Japan Geoscience Union Meeting 2021

Presentation information

[J] Oral

M (Multidisciplinary and Interdisciplinary) » M-IS Intersection

[M-IS15] Tsunami deposit: research progress after the 2011 Tohoku-oki earthquake and prospects

Sun. Jun 6, 2021 1:45 PM - 3:15 PM Ch.17 (Zoom Room 17)

convener:Masaki Yamada(Department of Geology, Faculty of Science, Shinshu University), Takashi Ishizawa(International Research Institute of Disaster Science, Tohoku University), Masashi Watanabe(Chuo University), Koichiro Tanigawa(Geological Survey of Japan, National Institute of Advanced Industrial Science and Technology), Chairperson:Masaki Yamada(Department of Geology, Faculty of Science, Shinshu University), Takashi Ishizawa(International Research Institute of Disaster Science, Tohoku University)

2:15 PM - 2:45 PM

[MIS15-02] How much we had understood a history of giant earthquakes along the Japan trench -progress and remaining problems-

★Invited Papers

*Yuki Sawai1 (1.Geological Survey of Japan, AIST)

Keywords:subduction zone great earthquakes, tsunami deposit, Japan trench

The 2011 Tohoku earthquake disaster was broadcasted as “unexpected disaster” by non-geologists but also surprised them because it had been not well known that geologists had previously studied geological evidence for 869 Jogan earthquake and tsunami: a potential predecessor of the 2011 event.

The Jogan tsunami deposit was first reported in Sendai by Abe et al. (1990 Zishin) and Minoura and Nakaya (1991 J. Geol.). Sugawara et al. (2001 Research Report of Tsunami Engineering) later found a similar sand deposit in Soma, Fukushima prefecture. Building on their research, research groups of Geological Survey of Japan, AIST traced the Jogan sandy deposits using several hundred cores along leveled transects in Sendai, Ishinomaki, and Minami-Soma regions. On the basis of such geological records, the source of the Jogan tsunami was examined by comparison between simulated inundation areas and the observed extent of Jogan tsunami deposits (Namegaya et al., 2010 AFRC reports; Satake et al., 2008b AFRC reports). These results had been submitted to the Japanese government, but they were not employed by governmental assessments of subduction zone earthquakes until the 2011 Tohoku earthquake.

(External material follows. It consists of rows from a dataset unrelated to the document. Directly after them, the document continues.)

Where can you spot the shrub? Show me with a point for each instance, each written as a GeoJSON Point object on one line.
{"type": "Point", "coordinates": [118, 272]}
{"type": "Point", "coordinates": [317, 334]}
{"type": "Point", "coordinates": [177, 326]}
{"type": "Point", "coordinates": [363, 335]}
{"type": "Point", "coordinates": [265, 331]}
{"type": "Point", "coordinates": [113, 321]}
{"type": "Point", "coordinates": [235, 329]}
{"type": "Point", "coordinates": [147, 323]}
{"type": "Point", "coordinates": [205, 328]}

After the 2011 disaster, many researchers began to study tsunami geology along the Tohoku coast to extend tsunami history in millennium time scale. In Iwate and Aomori prefectures, they identified Jogan tsunami deposits as well as historical (Goto et al. 2015 Mar. Geol.) and prehistoric (Tanigawa et al. 2014 JQS) tsunami deposits. Also, a tsunami of 1454 in the Sendai plain was reexamined on the basis of historical documents (Namegaya and Yata, 2014 Zishin) and stratigraphic and geomorphological evidence (Sawai et al., 2015 GRL).

In the last two decades, tsunami geology has developed along the Pacific coast of Tohoku region, but there still remain issues that should be tackled. For example, the moment magnitude of the Jogan earthquake may have been greater than the present model proposed by Namegaya and Satake (2014 GRL). They constrained their fault parameters using distributions of tsunami deposits at multiple sites along the trench, but the modeled fault may be extended farther north or south if the recent geological data were involved. Also, a parent earthquake is still unknown for a tsunami deposit in 17th-century along the Pacific coast of Aomori prefecture (Tanigawa et al. 2014 JQS). These problems may be solved by future comprehensive research.
This presentation is based on description in Sawai (2020 ESR).